Sonntag, 10. Juli 2011

Claim Management - Jetzt geht's los!

240.000,- € Schaden, gesperrte Lieferungen auf dem Hof, die Maschine steht – wer macht hier eigentlich jetzt was, wer ist wofür verantwortlich, wo sind die Unterlagen, wer weiß etwas über den Vorgang, was ist davon dokumentiert, wird hier überhaupt korrekt abgerechnet, welche Rechte haben wir, hatten wir überhaupt einen nachweisbaren Schaden, wie hoch ist der, was ist mit dem Einmaleins des Vertragsrechts, gilt UN-Recht oder BGB / HGB?

So schlimm ist es in den meisten Fällen nicht.
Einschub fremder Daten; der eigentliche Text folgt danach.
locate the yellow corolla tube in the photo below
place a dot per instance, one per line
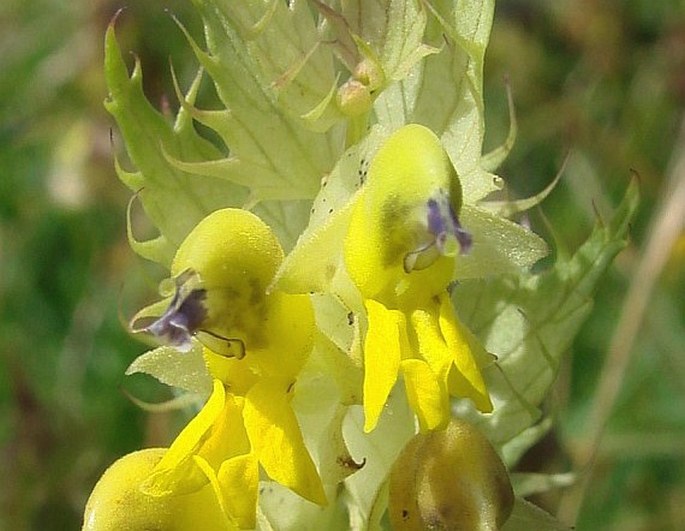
(400, 251)
(255, 344)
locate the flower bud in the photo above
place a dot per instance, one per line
(449, 480)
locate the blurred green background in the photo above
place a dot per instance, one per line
(601, 80)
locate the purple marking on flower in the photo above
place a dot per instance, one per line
(181, 319)
(443, 223)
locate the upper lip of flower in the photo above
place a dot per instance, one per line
(184, 319)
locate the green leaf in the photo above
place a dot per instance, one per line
(445, 91)
(185, 370)
(174, 200)
(378, 449)
(529, 321)
(526, 484)
(250, 59)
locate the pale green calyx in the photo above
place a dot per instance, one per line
(338, 281)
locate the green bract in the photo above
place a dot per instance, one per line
(338, 281)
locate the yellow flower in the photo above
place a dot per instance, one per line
(117, 501)
(256, 343)
(400, 250)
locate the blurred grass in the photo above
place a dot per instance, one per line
(605, 80)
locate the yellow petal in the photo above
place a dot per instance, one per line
(465, 379)
(176, 471)
(383, 346)
(196, 431)
(277, 441)
(210, 474)
(432, 345)
(425, 396)
(117, 502)
(239, 483)
(389, 217)
(228, 437)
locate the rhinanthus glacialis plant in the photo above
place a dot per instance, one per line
(356, 318)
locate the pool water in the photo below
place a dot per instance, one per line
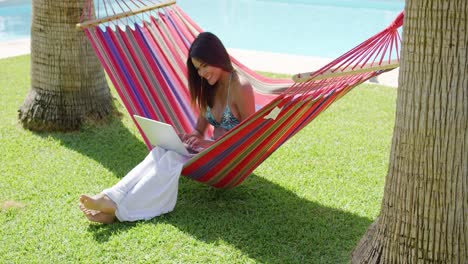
(323, 28)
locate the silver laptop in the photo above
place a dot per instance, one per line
(162, 135)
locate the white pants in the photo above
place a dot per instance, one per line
(149, 189)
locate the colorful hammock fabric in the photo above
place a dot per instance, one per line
(144, 53)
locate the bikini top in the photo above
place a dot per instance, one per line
(228, 120)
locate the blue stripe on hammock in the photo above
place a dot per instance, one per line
(184, 39)
(121, 65)
(187, 112)
(203, 170)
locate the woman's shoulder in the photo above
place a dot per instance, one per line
(243, 84)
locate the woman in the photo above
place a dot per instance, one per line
(150, 189)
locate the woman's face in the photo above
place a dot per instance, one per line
(210, 73)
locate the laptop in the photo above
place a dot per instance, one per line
(163, 135)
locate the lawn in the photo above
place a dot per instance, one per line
(310, 202)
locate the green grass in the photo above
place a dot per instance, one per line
(310, 202)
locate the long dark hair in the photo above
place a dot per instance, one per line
(208, 49)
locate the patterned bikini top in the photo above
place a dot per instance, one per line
(228, 120)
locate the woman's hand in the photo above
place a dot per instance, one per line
(199, 144)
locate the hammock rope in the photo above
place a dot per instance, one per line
(144, 52)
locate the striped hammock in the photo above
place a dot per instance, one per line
(143, 48)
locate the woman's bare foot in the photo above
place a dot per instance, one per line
(98, 202)
(97, 216)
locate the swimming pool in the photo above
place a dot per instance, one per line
(323, 28)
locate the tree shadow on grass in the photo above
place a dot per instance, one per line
(263, 220)
(260, 218)
(115, 147)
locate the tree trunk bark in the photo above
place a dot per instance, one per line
(424, 211)
(68, 84)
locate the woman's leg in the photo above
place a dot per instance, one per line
(107, 200)
(156, 192)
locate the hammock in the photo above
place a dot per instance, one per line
(144, 48)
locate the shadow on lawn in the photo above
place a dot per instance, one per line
(262, 219)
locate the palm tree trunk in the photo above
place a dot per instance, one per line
(68, 84)
(424, 215)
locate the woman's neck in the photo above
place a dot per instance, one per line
(223, 81)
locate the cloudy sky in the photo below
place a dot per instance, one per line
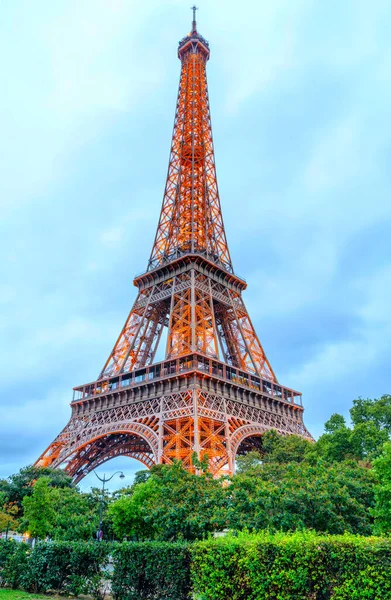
(300, 95)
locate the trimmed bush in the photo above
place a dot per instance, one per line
(151, 571)
(13, 563)
(62, 567)
(299, 566)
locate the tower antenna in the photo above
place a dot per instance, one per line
(194, 25)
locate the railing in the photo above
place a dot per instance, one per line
(183, 365)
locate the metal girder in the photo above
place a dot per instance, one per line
(159, 412)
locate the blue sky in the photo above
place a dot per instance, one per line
(300, 94)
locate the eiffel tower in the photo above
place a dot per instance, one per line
(215, 394)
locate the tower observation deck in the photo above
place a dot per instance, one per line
(215, 394)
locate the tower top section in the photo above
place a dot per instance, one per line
(193, 42)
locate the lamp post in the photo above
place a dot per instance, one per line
(104, 480)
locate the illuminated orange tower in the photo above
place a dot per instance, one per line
(215, 393)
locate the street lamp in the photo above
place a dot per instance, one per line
(104, 481)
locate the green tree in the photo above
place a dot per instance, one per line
(39, 509)
(330, 498)
(284, 449)
(172, 504)
(248, 461)
(382, 509)
(21, 484)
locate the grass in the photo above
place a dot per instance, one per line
(15, 595)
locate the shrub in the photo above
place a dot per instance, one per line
(13, 563)
(292, 567)
(151, 570)
(62, 567)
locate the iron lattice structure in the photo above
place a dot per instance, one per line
(215, 393)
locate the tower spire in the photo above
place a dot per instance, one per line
(214, 393)
(194, 24)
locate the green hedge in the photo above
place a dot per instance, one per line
(299, 566)
(151, 570)
(62, 567)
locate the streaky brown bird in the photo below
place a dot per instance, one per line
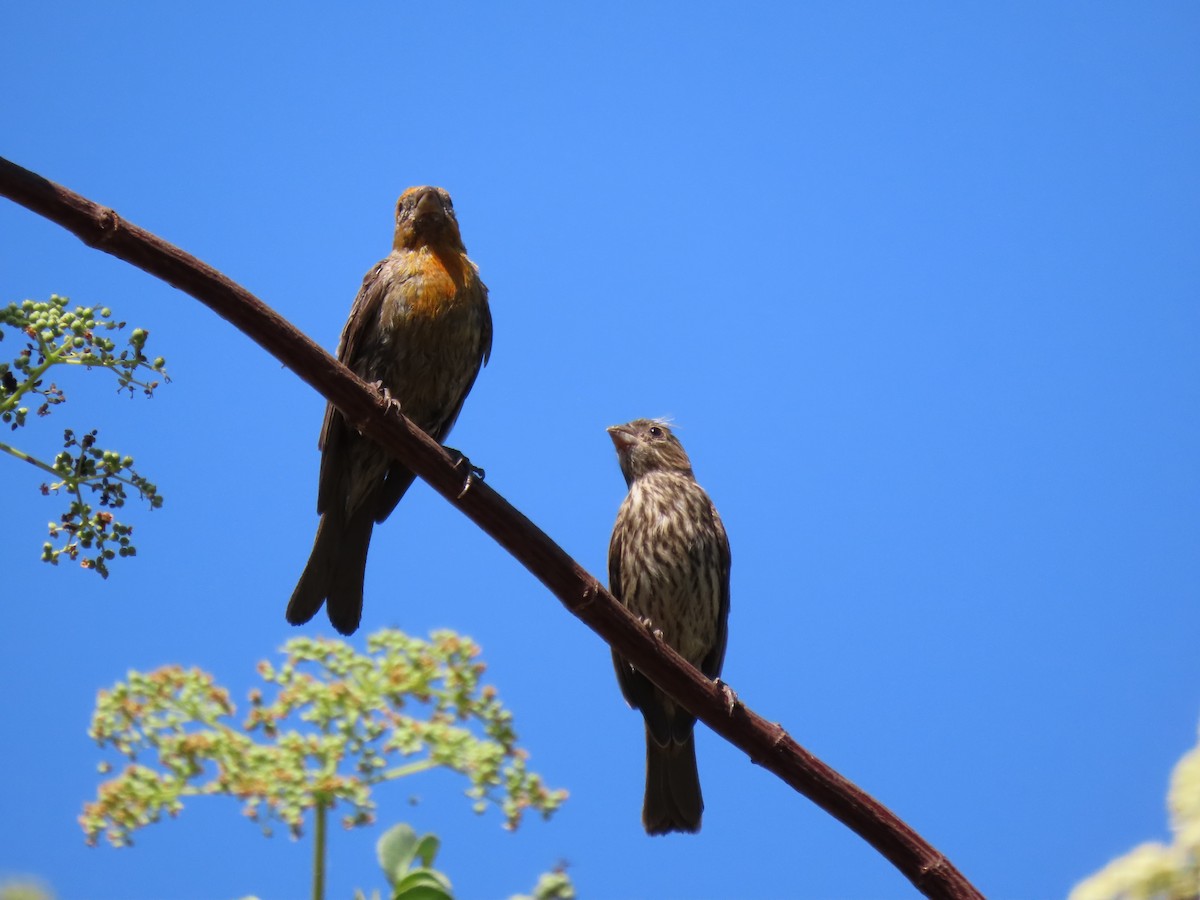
(669, 564)
(419, 329)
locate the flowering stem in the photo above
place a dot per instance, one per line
(318, 851)
(411, 769)
(27, 457)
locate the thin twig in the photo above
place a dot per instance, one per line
(766, 743)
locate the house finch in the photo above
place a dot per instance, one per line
(669, 564)
(419, 329)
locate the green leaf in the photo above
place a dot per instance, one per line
(423, 885)
(427, 849)
(396, 851)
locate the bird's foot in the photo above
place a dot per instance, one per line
(473, 472)
(382, 389)
(657, 634)
(729, 694)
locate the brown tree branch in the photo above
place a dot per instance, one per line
(766, 743)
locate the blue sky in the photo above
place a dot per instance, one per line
(919, 283)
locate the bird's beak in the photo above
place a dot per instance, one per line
(430, 205)
(622, 436)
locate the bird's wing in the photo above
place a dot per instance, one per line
(334, 430)
(712, 664)
(639, 690)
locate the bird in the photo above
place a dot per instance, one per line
(669, 564)
(419, 330)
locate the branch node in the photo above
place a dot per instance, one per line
(108, 223)
(588, 597)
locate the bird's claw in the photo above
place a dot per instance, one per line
(385, 394)
(729, 694)
(473, 472)
(645, 621)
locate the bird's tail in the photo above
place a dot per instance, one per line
(335, 573)
(673, 802)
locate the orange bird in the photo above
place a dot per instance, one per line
(419, 329)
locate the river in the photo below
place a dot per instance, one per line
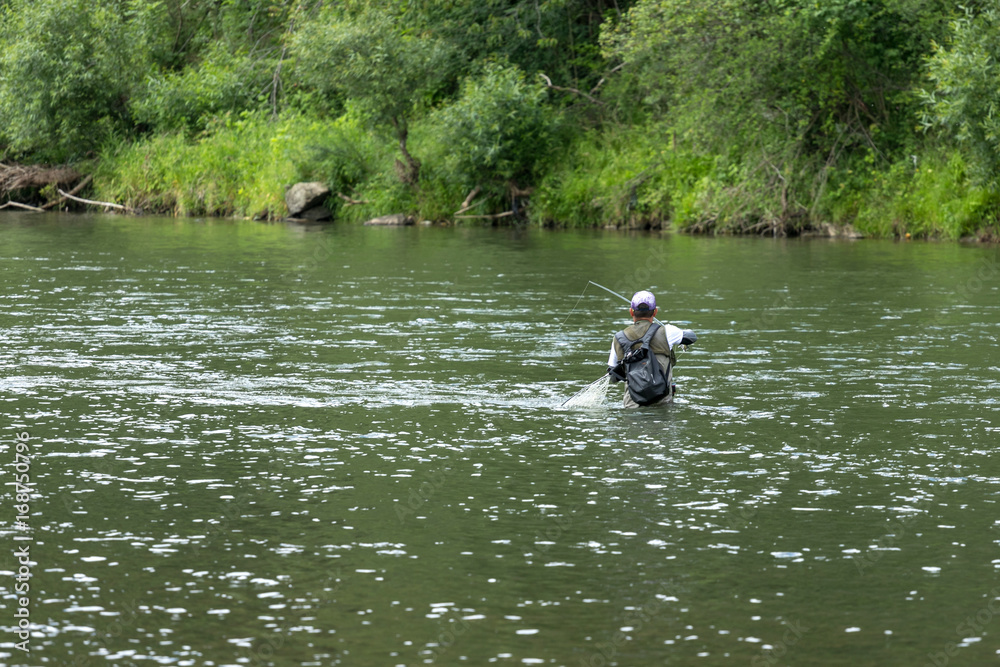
(272, 444)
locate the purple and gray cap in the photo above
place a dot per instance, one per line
(643, 301)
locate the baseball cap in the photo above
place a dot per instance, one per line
(643, 301)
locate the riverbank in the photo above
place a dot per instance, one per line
(617, 179)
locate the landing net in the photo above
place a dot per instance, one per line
(591, 396)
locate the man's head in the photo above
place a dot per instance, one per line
(643, 306)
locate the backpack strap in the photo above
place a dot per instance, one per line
(648, 338)
(627, 343)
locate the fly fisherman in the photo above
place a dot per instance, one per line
(645, 384)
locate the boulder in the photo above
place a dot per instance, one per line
(315, 214)
(395, 220)
(304, 196)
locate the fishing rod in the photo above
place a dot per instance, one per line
(603, 378)
(609, 291)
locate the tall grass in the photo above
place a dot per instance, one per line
(240, 167)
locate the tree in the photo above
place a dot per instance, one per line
(371, 60)
(782, 91)
(500, 130)
(963, 98)
(68, 69)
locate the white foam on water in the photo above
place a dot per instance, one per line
(591, 396)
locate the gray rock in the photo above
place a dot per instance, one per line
(303, 196)
(395, 220)
(316, 214)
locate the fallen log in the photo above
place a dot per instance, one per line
(81, 185)
(91, 202)
(28, 207)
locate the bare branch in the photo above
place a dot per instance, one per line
(24, 206)
(94, 203)
(487, 217)
(81, 185)
(548, 82)
(467, 204)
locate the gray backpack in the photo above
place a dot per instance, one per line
(644, 377)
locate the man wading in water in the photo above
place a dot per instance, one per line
(659, 389)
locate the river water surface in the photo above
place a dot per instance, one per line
(268, 444)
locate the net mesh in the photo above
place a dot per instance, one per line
(591, 396)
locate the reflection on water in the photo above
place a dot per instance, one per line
(263, 444)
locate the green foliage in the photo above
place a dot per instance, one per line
(373, 61)
(632, 178)
(240, 169)
(779, 93)
(499, 131)
(710, 115)
(66, 77)
(370, 59)
(924, 196)
(190, 98)
(964, 93)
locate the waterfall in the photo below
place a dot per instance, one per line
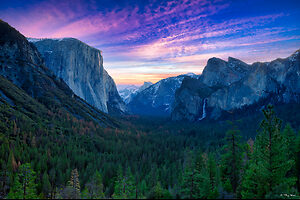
(203, 110)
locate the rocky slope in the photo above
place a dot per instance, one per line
(127, 93)
(229, 86)
(81, 67)
(158, 98)
(23, 74)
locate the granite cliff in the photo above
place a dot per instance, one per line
(27, 85)
(229, 86)
(81, 67)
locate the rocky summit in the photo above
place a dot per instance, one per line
(81, 67)
(27, 86)
(158, 98)
(229, 86)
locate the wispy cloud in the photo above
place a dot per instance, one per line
(151, 40)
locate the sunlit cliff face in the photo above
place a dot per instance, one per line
(150, 40)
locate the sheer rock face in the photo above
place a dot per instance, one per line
(22, 65)
(158, 98)
(231, 85)
(81, 67)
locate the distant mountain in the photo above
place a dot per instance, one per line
(81, 67)
(158, 98)
(227, 87)
(127, 93)
(33, 91)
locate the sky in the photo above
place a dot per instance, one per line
(146, 40)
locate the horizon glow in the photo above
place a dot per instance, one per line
(151, 40)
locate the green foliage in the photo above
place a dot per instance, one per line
(124, 185)
(46, 185)
(266, 175)
(231, 161)
(24, 186)
(94, 188)
(158, 192)
(200, 178)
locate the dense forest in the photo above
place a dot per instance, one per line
(59, 156)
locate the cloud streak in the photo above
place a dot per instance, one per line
(152, 39)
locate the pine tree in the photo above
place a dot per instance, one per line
(74, 181)
(190, 182)
(124, 185)
(297, 153)
(24, 186)
(266, 175)
(231, 160)
(46, 185)
(94, 188)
Die grundsätzlichen Fragen dahinter werden aber deutlich: Welche Kosten entstehen, wenn Lieferanten nicht so leisten wie vereinbart? Und wie ist das Thema Claim-Management grundsätzlich aufzubauen – damit Fehler auch in der operativen Hektik an die Verursacher weitergereicht werden können und eben nicht zu Margenkillern werden. 

Die Kosten sind davon abhängig, wie überrascht ich davon bin, dass der Lieferant sein Leistungsversprechen nicht einhalten kann. Lagerbestände, frühzeitige Prüfungen in der Wertschöpfungskette und Notfallpläne können diese Risiken respektive Kosten – zumindest vorhersag- und steuerbar halten. Sinnvoll ist die gesamte Supply Chain im Blick zu haben und auch die vertriebsseitigen Vertragsstrafen zu kalkulieren.

Für das Claim-Management wesentlich sind dann die Handlungsoptionen im Schadensfall. Und die bestimmen sich weitgehend danach, welche Voraussetzungen in der Organisation vor dem Schadenseintritt geschaffen wurden.
Heute können schätzungsweise bis zu 60% der Schadenskosten aufgrund von Fehlern der einkaufenden Unternehmen nicht an die schadensverursachenden Lieferanten weiterbelastet werden! Ursache ist, dass Lieferanten das Fehlerpotential aufgrund mangelnder Spezifikation oftmals nicht vermeiden konnten, keine tragfähigen Dokumenten- und Beweislagen vorliegen und im Claim-Ablauf Verfahrensfehler gemacht werden.



Sicherlich ist die Durchsetzbarkeit von Schadenersatzansprüchen im Einzelfall abhängig von den Marktmachtverhältnissen (Käufer-, Verkäufermarkt), der Marge und oder den Zukunftserwartungen der Lieferanten. Prinzipiell sollte die Ergebnisleistung des Lieferantenportfolios allerdings nicht von der Kulanz der Lieferanten abhängen.

Und damit kommen wir dann wieder zu unserem grundsätzlichen Verständnis von Organisations- und Prozessabläufen. Nur in der vollumfänglichen Betrachtung aller beteiligten Handlungsfelder lassen sich die Fehler sowohl in der eigenen Organisation als auch beim Lieferanten minimieren. Das beginnt mit der Einkaufsfrüheinbindung, dem vollständigen Transfer der eigenen Anforderungen an die richtigen Lieferanten, einer sauberen Vertragsbasis und einem nachvollziehbaren Reklamationsablauf. Sollte dann doch mal etwas schiefgehen liegen Sachverhalte und Anspruchsgrundlagen für die Verhandlung vor.

Am Ende steht: Claim Management ist heute meist lückenhaft und ohne Systematik. Es birgt Ebit-Risiken, bietet aber auch große Potentiale. Claim Management ist weit mehr als AGB und beginnt deutlich vor der ersten Bestellung. Kostengünstiger und erfolgversprechender als die Durchsetzung von Claims ist immer ihre Vermeidung.

Und das ist final erfolgreicher, wenn von Anfang an in klaren Strukturen und Abläufen gearbeitet worden ist.